Pero el meollo del asunto no es hacer un inventario de la praxis arbitraria de gobierno. Las conocemos y, en su mayoría, son tan viejas como la memoria política. Lo decisivo no es que existan, sino su normalización. Puesto que tradicionalmente siempre han sido juzgadas como ilegítimas, es decir, porque se mantenía indemne el contexto silencioso de convicciones morales y políticas compartidas, esas prácticas se ocultaban. Existieron, sí, pero se ejercieron privadamente, ya que hubieran sido inaceptables para la sociedad, en general, y punibles para las instituciones de control, en particular.

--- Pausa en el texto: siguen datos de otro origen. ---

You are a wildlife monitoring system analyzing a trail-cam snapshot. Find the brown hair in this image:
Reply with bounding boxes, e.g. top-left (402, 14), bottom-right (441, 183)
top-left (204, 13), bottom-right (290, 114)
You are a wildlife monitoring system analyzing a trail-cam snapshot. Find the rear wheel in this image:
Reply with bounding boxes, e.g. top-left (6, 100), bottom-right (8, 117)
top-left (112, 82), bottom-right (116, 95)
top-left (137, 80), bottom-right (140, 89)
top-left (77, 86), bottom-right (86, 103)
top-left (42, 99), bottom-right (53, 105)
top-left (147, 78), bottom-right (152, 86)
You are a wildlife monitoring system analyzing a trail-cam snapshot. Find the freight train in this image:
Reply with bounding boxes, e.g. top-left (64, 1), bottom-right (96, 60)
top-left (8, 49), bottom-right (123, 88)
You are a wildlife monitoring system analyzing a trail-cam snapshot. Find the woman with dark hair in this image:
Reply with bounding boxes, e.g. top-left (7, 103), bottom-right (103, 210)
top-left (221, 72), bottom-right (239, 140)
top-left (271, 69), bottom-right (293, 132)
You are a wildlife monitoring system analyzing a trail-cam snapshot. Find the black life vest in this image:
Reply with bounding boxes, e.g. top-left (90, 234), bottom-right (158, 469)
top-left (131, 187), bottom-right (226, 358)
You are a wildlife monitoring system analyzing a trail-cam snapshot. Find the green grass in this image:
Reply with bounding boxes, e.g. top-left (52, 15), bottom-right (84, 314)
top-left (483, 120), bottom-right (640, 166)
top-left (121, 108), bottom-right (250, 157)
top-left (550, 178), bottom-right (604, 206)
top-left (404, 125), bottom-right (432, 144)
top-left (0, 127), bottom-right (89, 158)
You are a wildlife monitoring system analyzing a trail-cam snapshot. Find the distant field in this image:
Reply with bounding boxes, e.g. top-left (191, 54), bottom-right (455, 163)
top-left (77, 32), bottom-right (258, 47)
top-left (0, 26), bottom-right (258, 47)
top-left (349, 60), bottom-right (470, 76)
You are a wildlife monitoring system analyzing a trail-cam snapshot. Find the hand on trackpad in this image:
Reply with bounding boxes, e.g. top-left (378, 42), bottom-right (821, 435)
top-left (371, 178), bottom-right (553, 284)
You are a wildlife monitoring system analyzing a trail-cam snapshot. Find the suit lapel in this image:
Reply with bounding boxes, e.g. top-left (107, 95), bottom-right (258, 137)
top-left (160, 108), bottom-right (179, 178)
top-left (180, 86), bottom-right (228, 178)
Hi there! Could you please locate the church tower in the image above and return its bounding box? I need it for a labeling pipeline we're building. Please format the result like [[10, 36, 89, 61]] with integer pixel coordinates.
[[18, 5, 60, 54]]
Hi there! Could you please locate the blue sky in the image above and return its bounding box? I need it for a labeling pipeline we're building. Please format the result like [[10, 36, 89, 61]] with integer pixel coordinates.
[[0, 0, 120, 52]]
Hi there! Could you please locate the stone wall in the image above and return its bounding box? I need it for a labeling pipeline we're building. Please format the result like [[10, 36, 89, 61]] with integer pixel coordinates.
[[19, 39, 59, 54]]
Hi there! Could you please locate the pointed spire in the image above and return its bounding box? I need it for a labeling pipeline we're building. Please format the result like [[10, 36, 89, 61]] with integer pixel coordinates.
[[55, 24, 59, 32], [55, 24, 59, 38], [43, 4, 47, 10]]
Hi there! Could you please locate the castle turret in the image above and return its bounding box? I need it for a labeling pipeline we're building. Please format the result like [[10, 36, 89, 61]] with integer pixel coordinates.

La normalización de la ilegalidad o la rutinización de la corrupción es la elevación a principios públicos y honorables, prácticas repudiables y escandalosas de praxis política. Insisto, nuevas no son, lo novedoso es que ahora son impunemente publicitadas.
¿En qué marco político republicano cabe fomentar abiertamente una Justicia adepta? O coordinar el órgano de la recaudación fiscal para uso partidario: el apriete. O instalar como tema de discusión pública la arrogación de los fueros. Con independencia de su honorable procedencia, los fueros jamás fueron pensados para garantizar impunidad a funcionarios corruptos.
La normalización de la ilegalidad significa que la praxis política hasta ahora considerada como reprochable y condenable ha sido elevada a principio público de conducta. La fuente de esta rutinización y normalización es el descuido y la apatía cívica de los ciudadanos de a pie. Nada hay políticamente más ruinoso que la temible complacencia de creer que las cosas mejorarán sin nuestra intervención y la actitud conformista de aceptar que estamos destinados a la mediocridad. En contra de los peligros del conformismo cívico y de la tiranía de la mayoría, dijo Alexis de Tocqueville en La democracia en América: "Los partidos están dispuestos a reconocer los derechos de la mayoría porque todos esperan poder ejercerlos un día en provecho propio".